Today [1935], thanks to the leadership of a very few publishers, the educational work of the American Institute of Graphic Arts, and perhaps to the enthusiasm of the designers themselves, there is a steadily widening appreciation of good trade book-making, and a better perception of the problem among book-makers. We are learning to plan books in three dimensions, considering proportion and weight and the texture of materials—designing for the hand as well as for the eyes. We are getting free of "period" styles and "period" motifs, and developing a new idiom to suit new methods of production. We are finally trying to make the physical aspect of our books bear some relation to the culture of our own time.
Everyone has come to recognize certain aesthetic values in cheap machine-made glass and metal-ware, if it be designed for the machine and does not attempt to imitate the hand-made, and we find in it a quality different from, but not necessarily inferior to, that of the more elegant article. Thus in printing we are coming to realize that electrotyped plates, made from machine-set type and printed on wood-pulp paper on a perfecting cylinder press can produce a page quite as satisfactory, aesthetically, as the product of the hand-press. It is this new sense of values, born of respect for the machine and for what it can do if used with character, that must be the basis of the designer's attitude. If he is working with his fingers crossed, his work will show it.
The problem of suiting type to subject is the cause of much confusion. We give too little study to the characteristics of type-faces, and the announcements of the foundries and composing-machine people frequently attribute the most fantastic qualities to their new types.

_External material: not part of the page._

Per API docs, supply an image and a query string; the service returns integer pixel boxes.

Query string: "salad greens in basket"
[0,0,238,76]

Furthermore, most of the faces available on the composing machines have been cut to reproduce some earlier design, and few to meet the contemporary technical or literary requirements, so that we have several great gaps in the line of type resources that need to be filled. Recent books examined, and a great part of all current book-making, show that we have largely thrown off the reactionary hand-press ideal, and that we are learning to construct instead of decorate. We have finally obtained a supply of modern book cloth; Europe has given us a supply of modern display types; and we are anxiously awaiting the composing-machine companies' arrival in the Twentieth Century.